PD had a very significant therapeutic or preventive effect on metabolic syndrome and fatty liver induced by a high-fat diet. PD improved body weight, insulin sensitivity, and glucose tolerance in mice fed a high-fat diet and also prevented non-alcoholic fatty liver disease, reduced blood lipid levels, and increased fecal lipid excretion. In addition, PD reduced lipid absorption by activating the intestinal AMPK protein, which may have involved the inhibition of the gene expression levels of intestinal lipid absorption genes (CD36, NPC1L1, and ApoB). The combined effect of these factors improved hepatic lipid accumulation and lipid accumulation in adipose tissue. It was further found that PD also improved the body weights and blood lipid levels of leptin-deficient mice (OB) mice.
PD had a very strong therapeutic effect on mice under a high-fat diet. PD reduced high-fat diet-induced obesity and non-alcoholic fatty liver disease by inhibiting intestinal fat absorption.
据报道,桔梗皂苷D(PD)可治疗包括非酒精性脂肪性肝病在内的代谢性疾病。此外,据报道桔梗皂苷D可激活肠道5'-AMP激活蛋白激酶(AMPK)的磷酸化水平,从而减少脂质吸收。因此,本研究的目的是探讨PD激活肠道AMPK和减少脂质吸收是否能改善非酒精性脂肪性肝病。
将清洁级雄性C57/BL小鼠喂食高脂饮食(HFD)(含60%热量)16周,同时口服PD(10mg/kg/天)。收集肝脏和肠道,并对肠道进行检测。采用蛋白质免疫印迹分析检测肠道脂质吸收相关基因(CD36、NPC1L1和ApoB)的表达、肠道和肝脏中的血清总甘油三酯(TG)和总胆固醇(TC)水平、粪便游离脂肪酸(FFA)水平以及肠道中AMPK磷酸化蛋白的表达。采用油红O和苏木精-伊红(H&E)染色检测肝脏、肠道和脂肪中的脂质分布。使用结肠癌细胞系(Caco2)来证实PD对细胞脂质摄取的影响。此外,检测血清炎症因子和肝酶,以阐明PD对代谢综合征循环的影响。然后使用瘦素缺乏小鼠(OB)进一步探讨PD对体重和血脂的改善作用。
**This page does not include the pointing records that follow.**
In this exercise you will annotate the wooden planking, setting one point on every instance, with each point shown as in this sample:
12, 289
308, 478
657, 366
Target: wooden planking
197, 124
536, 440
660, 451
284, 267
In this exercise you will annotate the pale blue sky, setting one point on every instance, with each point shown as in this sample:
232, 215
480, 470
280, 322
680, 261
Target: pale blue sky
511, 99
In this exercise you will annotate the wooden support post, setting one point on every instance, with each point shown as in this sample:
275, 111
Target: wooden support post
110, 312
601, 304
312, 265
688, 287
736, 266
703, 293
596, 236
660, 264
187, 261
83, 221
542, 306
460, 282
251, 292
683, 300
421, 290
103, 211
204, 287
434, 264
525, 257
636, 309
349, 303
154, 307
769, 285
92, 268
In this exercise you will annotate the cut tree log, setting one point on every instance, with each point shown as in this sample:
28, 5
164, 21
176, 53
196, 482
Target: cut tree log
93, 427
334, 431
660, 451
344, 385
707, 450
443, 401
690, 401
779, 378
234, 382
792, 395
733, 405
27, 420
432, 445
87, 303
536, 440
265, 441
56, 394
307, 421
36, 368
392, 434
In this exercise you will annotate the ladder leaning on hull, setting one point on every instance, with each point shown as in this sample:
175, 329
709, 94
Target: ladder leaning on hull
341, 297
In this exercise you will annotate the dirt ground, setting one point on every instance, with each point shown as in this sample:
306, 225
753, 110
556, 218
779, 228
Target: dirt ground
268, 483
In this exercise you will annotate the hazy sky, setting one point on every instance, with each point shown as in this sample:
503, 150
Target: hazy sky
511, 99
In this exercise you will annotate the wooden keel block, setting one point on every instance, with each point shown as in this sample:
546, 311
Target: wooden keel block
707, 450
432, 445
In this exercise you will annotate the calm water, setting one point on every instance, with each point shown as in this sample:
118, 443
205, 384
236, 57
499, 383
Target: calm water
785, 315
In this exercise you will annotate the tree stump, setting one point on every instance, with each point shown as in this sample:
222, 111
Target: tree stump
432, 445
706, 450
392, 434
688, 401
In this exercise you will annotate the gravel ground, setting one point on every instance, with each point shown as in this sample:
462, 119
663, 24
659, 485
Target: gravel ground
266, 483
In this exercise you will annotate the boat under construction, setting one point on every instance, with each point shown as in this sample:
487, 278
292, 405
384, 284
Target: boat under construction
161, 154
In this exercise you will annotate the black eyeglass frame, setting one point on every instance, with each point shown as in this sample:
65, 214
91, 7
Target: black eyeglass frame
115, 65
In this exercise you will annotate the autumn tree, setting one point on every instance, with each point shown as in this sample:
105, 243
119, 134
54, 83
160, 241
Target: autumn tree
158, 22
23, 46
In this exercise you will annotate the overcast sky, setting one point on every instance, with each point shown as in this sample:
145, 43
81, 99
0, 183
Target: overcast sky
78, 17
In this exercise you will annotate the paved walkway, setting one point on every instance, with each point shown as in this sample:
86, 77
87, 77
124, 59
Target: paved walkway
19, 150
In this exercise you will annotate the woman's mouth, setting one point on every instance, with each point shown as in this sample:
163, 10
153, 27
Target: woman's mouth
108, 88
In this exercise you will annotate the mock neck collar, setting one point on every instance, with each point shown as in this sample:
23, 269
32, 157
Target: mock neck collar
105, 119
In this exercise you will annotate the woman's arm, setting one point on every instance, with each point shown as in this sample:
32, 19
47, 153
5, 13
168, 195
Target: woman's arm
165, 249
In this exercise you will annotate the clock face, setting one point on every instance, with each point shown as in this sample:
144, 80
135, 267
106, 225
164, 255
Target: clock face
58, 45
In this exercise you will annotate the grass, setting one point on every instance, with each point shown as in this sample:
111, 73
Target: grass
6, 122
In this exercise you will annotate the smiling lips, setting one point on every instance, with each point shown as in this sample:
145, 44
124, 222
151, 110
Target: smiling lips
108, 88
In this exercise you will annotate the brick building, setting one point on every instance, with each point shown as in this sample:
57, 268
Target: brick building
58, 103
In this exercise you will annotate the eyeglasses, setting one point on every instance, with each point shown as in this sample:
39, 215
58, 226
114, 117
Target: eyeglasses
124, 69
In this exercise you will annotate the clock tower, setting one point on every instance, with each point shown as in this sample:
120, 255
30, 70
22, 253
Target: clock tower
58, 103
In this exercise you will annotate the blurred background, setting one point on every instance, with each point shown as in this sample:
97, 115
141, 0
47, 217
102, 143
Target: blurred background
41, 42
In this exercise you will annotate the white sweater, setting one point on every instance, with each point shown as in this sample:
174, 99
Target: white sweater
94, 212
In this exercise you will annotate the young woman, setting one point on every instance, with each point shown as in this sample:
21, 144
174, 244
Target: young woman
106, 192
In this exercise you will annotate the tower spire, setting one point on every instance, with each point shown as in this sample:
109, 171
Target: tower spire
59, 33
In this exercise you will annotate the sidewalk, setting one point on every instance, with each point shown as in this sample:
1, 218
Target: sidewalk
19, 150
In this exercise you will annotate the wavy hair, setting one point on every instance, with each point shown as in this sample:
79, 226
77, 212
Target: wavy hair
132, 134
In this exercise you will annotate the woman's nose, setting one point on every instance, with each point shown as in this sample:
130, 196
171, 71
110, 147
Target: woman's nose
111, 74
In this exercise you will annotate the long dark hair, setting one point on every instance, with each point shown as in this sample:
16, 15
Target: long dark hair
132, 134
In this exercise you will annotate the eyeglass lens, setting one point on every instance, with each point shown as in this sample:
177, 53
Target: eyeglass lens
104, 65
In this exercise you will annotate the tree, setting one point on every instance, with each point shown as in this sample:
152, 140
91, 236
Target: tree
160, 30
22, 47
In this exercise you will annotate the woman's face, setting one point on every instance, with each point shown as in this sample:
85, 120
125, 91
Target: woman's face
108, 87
PD对高脂饮食诱导的代谢综合征和脂肪肝具有非常显著的治疗或预防作用。PD改善了高脂饮食喂养小鼠的体重、胰岛素敏感性和糖耐量,还预防了非酒精性脂肪性肝病,降低了血脂水平,并增加了粪便脂质排泄。此外,PD通过激活肠道AMPK蛋白减少脂质吸收,这可能涉及抑制肠道脂质吸收相关基因(CD36、NPC1L1和ApoB)的基因表达水平。这些因素的综合作用改善了肝脏脂质蓄积和脂肪组织中的脂质蓄积。进一步发现,PD还改善了瘦素缺乏小鼠(OB)的体重和血脂水平。
PD对高脂饮食下的小鼠具有很强的治疗作用。PD通过抑制肠道脂肪吸收减轻高脂饮食诱导肥胖和非酒精性脂肪性肝病。